The Journal Register (Medina, NY)

Local News

September 12, 2012

State-of-the-art lessons in LCSD

Medina Journal-Register — LYNDONVILLE — Technology is becoming an increasingly prevalent part of everyday life, especially in fields like design and engineering. In the Lyndonville Central School District, this fact has not gone unnoticed and has instead been embraced.

Three technology teachers — Aaron Bennett, Jeff Gress, and Todd Wolford  — spent two weeks at the Rochester Institute of Technology this past summer as part of Project Lead the Way. They gave a presentation on their experience to the district’s school board Monday night.

The presentation was summed up in an eight-minute video which showcased the group’s work during the two-week period. That work, according to the teachers, is an example of what type of projects students who take their class this year can expect. That class, offered new this year, is Intro to Engineering Design.

According to the teachers, students who take the class will be exposed to the complete engineering design process. That process includes, but is not limited to, research, analysis, teamwork, communication methods, meeting standards, and technical documentation. All of these aspects help students develop their skills in a problem-based learning environment.

As an added bonus, so long as a student passes the course and pays for it, the credit from it could be transferred to RIT should said student matriculate there.

Board President Ed Urbanik said a technology program such as the one presented is a major feather in the cap for Lyndonville. He said his college-aged son told him some of his classes in school have not featured some of the technology that he was exposed to as a high schooler in Lyndonville.

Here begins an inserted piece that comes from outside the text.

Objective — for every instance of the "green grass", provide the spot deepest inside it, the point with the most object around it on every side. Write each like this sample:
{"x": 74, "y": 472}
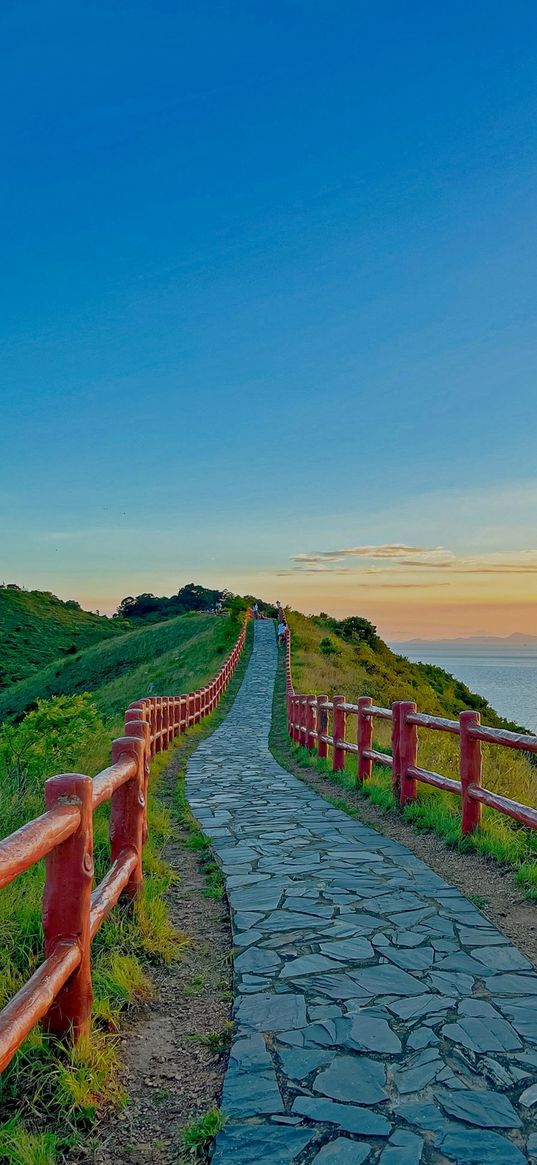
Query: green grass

In other board happenings, Superintendent Jason Smith praised the work of the entire district during the first few days of school. With so many changes entering the year, such as the move to a single bus run and the closure of the elementary school, Smith said the opening week went smoothly. Anything that was determined to not work was altered and fixed in a timely fashion and students and faculty seem to be adjusting well to all the changes, he said.